The concept of community solar is to rent or sell portions of such installations to individual utility customers. The kilowatt-hours generated by those solar panels are then credited to the usage on subscribers’ electric meters.
It’s a perfect solution for customers like Rita and me, who sold their home and are now living in an apartment or condo building where they can’t install their own solar panels. The really neat thing about community solar is that when you move, your solar generation is merely reassigned to your new electric meter — no need to buy new panels.
Small businesses can also take advantage of community solar. Golden Real Estate, for example, moved last November from its solar-powered office on South Golden Road into a storefront on Washington Avenue in downtown Golden. Community solar is the only way that we can continue to be solar-powered since we can’t install solar panels.
Denver-based SunShare describes itself as the nation’s oldest community solar company with over 10 years’ experience building and maintaining “solar gardens” across the state. Their website says that they have built 116MW of solar panels and have 14,000 subscribers and three utility partners. Learn more at their website, www.MySunShare.com.
Community solar was legalized in Colorado in 2010 with the passage of the Community Solar Gardens Act (HB 1342). The following year, SunShare opened for business, and in 2015 the Colorado Energy Office partnered with GRID Alternatives to construct a community solar demonstration project to serve low-income Coloradans.

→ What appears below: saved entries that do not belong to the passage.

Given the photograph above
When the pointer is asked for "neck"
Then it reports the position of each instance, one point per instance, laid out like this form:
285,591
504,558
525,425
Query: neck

Colorado Springs Utilities was the first utility to create its own solar garden for 278 subscribers in 2011. That 0.5-MW installation has since grown to a 2-MW installation serving 435 customers.
Community solar can be a good deal for rural landowners, providing a predictable revenue stream for otherwise non-producing acreage.
Renting or buying photovoltaic panels in a solar garden costs money, so you’re still paying for electricity, but the rule of thumb is that what you spend on community solar is about 10% cheaper than buying the same amount of electricity from the utility.
Some of us don’t worry about the size of the savings but simply “go solar” because it’s the right thing to do.
To learn more, in addition to visiting SunShare’s website, I suggest Googling “community solar Colorado.” You will find other companies offering community solar, learn the history of it in Colorado, and decide whether it is right for you.
You may find that existing solar gardens are sold out and you’ll be put on a waiting list for a future solar garden.
Whether you are putting solar panels on your own property or subscribing to a solar garden, consider upsizing your investment instead of basing it on your current usage, since the chances are that you’ll be buying an electric vehicle and you’ll want electricity from the sun to power it, too.